There are lots of people in my electorate who really like the schoolkids bonus. That they do not have to spend it on schoolkids and do not have to spend it on educational facilities or educational tools is immaterial. The former government changed it. What the coalition did was that you could claim school expenses on your tax with receipts that were paid, so you could make sure that it was. The schoolkids bonus was a bribe to the Australian people. It was almost a payoff for the carbon tax. But you cannot pay $16.7 billion worth of outgoings with $400 million worth of income. It is that simple.

There are some serious implications of this. We will have to withdraw the schoolkids bonus. We are very up-front about that. We are borrowing money to pay for it; that is the problem. I was talking to a parent in Townsville this morning. She asked me if we were going to get rid of the schoolkids bonus. I said, 'Yes, we will.' She said she was very disappointed. I said, 'Well, at the end of the day, you won't be paying for it, because, if we keep it going, your kids will be paying for it, because that's who has to pay it back.' We cannot continue to keep on borrowing and making our kids pay for what we want now. We cannot turn our kids into the purveyors of our lifestyles.

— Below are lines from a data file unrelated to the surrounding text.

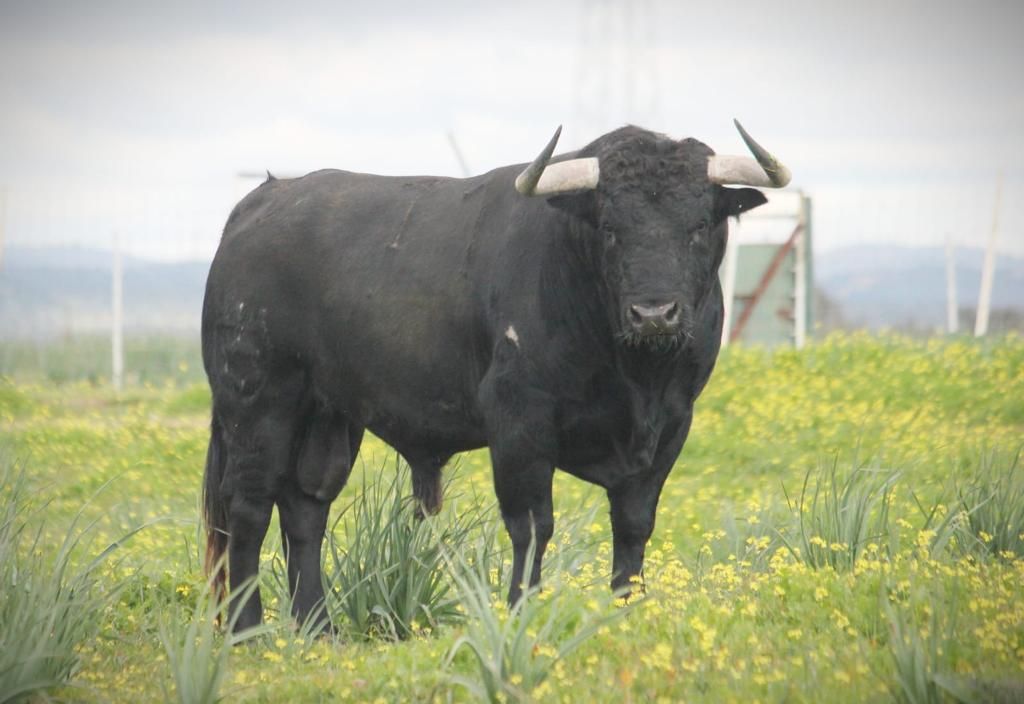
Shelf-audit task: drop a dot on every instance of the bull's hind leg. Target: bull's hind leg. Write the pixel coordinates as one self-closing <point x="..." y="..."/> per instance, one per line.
<point x="325" y="460"/>
<point x="259" y="452"/>
<point x="427" y="488"/>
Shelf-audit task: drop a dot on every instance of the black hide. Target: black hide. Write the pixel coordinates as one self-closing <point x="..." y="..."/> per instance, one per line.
<point x="448" y="314"/>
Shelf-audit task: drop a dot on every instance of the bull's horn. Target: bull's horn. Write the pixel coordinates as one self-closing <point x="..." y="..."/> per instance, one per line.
<point x="763" y="171"/>
<point x="540" y="178"/>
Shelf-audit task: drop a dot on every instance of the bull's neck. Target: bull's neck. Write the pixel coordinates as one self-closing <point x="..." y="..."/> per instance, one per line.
<point x="572" y="284"/>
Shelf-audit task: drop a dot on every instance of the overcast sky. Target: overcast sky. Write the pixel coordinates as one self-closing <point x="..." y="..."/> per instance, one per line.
<point x="135" y="119"/>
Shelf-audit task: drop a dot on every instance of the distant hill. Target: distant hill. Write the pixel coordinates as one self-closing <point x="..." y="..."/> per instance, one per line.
<point x="46" y="293"/>
<point x="897" y="287"/>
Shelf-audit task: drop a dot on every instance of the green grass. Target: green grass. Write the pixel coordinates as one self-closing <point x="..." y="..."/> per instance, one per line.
<point x="900" y="455"/>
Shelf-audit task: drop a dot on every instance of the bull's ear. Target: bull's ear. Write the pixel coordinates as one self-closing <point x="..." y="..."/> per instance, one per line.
<point x="582" y="205"/>
<point x="734" y="202"/>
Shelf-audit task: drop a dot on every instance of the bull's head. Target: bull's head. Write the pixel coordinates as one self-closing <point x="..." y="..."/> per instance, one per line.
<point x="656" y="212"/>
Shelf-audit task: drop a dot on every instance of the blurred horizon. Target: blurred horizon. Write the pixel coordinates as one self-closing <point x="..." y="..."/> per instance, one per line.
<point x="899" y="120"/>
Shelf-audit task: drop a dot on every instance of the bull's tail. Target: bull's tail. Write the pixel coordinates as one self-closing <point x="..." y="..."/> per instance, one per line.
<point x="215" y="513"/>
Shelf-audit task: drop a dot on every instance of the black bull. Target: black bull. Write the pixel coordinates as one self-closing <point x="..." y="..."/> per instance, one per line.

The low-income superannuation contribution has to go. But I can tell you, in relation to the low-income superannuation contribution, that over five years repealing the measure—the refunds of up to $500—will save the budget $2.7 billion over the forward estimates. But over the last five years Labor has increased taxes on superannuation by almost $9 billion and cut superannuation benefits to lower income earners by more than $3.3 billion. So, please, only the impotent are truly pure.

I would also like to talk about the repeal of the Regional Infrastructure Fund and the Regional Development Australia Fund. The coalition went to the election with a series of promises. We will honour our promises and keep our commitments, unlike the Labor government that had phantom funding. Some of the things they handed out on the RDA were absolutely garrulous and scandalous. The coalition's $1 billion National Stronger Regions Fund is fully funded and accounted for as part of the budget. The funding is guaranteed.

We stand by our regions. You can tell by the number of Liberal and National Party people who were elected by the regions in Queensland that we own the regions because we stand for the regions, we mean business in the regions and we represent the regions. We do not make glib statements. We do not put in bits and pieces. We will do these things.

I want to say that putting in a $5 million road is not the development of northern Australia. The development of northern Australia is a serious project and it should be given the due deference that it needs. I stand by this commitment to repeal the minerals resource rent tax. It is important that we do go through with this. Labor should respect the mandate we have been given in relation to the minerals resource rent tax and the carbon tax. When Labor won the 2007 election on the basis that they would repeal Work Choices we stood aside and let that go through as a matter of course because that was the right thing to do. Labor should stand aside and let Australia get on with business and send the message that we are open for business and that we will do the right thing. I thank the House.